Sitll the same cram for the test any ways.
In France, we use a staircase. Grades are between 0 and 20 points, 0 being the lowest and 20 the best. You then have to decide whether copies landing on the first step get 0 or 20 points and grade the others accordingly. If you have a big enough staircase, you can even grade at half point precision!
Video of some good progressive thrash music
That's why Scantron and the like was invented a generation ago. It didn't need AI.
Yeah, in fact, I make heavy use of Scantron. When I first started teaching, I thought I'd make a lot of homework and exam problems essay problems, to let the students get creative, and force them to actually think about the material. Then I realized, fuck, I have to read all these? And come up with a grade for each one? Hell, I'm using the machine.
Dumb little machine, but it's the difference between ten hours to grade an exam, and twenty minutes.
Not true. The only exams that "matter" and formally regarded are the school entrance ones (e.g. Zhongkao and Gaokao). The rest are all just your usual and trivial quizzes. No one cares.
I mean if little MoaMao gets it right then LiLi and PoPo and QiQi all just copy it.
Chinese education is nothing more the rote memorization and cheating. You don't need AI, you need ETHICS in China.
To a large extent that's true. They only care in so far as they believe them to predict those test scores.
I used to teach a subject that didn't appear on those tests, so for the most part, there was very little supervision and the students mostly didn't care about how they did. This made it incredibly tough to teach, so eventually I gave up and just tried to make the material as engaging as possible, hoping that the students would become interested enough that they'd pursue spoken English outside of class, or even after they took their gaokao.
We are about to see a major squashing of teachers in the US . Kids can be taught by computer and we will see 99% of teachers eliminated in this country. Those in training to become teachers had best change their college majors right now.
Nevertheless they have nothing to do with so-called "social credit" (which even isn't an actual thing hitherto) whatsoever. It's as if Equifax cares about your SAT scores.
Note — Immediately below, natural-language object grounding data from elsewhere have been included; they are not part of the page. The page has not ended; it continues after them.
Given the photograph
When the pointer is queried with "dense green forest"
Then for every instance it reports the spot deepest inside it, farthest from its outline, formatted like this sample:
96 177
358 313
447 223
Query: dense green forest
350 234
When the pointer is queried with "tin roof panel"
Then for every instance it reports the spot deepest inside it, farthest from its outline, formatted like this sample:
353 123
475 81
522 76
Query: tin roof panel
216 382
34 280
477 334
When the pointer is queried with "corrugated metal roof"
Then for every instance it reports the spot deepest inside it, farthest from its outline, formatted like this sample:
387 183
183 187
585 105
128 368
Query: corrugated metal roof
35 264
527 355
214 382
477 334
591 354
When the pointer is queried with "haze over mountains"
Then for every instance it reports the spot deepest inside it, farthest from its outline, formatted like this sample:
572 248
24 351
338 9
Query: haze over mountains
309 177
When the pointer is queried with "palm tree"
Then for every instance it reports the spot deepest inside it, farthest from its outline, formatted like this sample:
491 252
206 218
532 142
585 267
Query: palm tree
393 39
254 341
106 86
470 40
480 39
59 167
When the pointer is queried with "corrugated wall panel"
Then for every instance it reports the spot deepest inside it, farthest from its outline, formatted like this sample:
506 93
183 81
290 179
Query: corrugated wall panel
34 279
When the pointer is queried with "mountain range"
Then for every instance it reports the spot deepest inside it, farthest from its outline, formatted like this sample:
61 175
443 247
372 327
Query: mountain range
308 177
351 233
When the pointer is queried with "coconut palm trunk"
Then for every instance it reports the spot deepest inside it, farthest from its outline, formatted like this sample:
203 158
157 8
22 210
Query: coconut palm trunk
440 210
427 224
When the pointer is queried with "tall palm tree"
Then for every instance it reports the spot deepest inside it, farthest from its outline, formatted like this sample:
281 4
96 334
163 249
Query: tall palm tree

Probably soon people will not have to use the brain and what then? as in the DETROIT game? Robots take control? China is on the biggest path to this LS
Imagine having to grade 60 students per class, that is the reality of a grade school classroom over there on an interesting side note https://www.sciencealert.com/this-college-used-an-ai-bot-as-teaching-assistant-and-none-of-the-students-noticed
That's just amazing. Great way to save some time for a teacher. Just as good as the use of writing services for students. I managed to find some good ones on https://edureviewer.com/servic... and since then I always prefer to pay for papers rather than waste time doing all that stuff myself.
If Equifax had easy automated access to your SAT scores, they would certainly store them. The attitude of corporations in the "big data age" is "collect first, figure out what it might be good for, later". Even if they never had any use for that data on their own, they would assume the pennies it takes them to store these few bytes per person may pay off later, if someone comes along who wants to buy that data (like advertisers intending to target people with different SAT scores with different ads).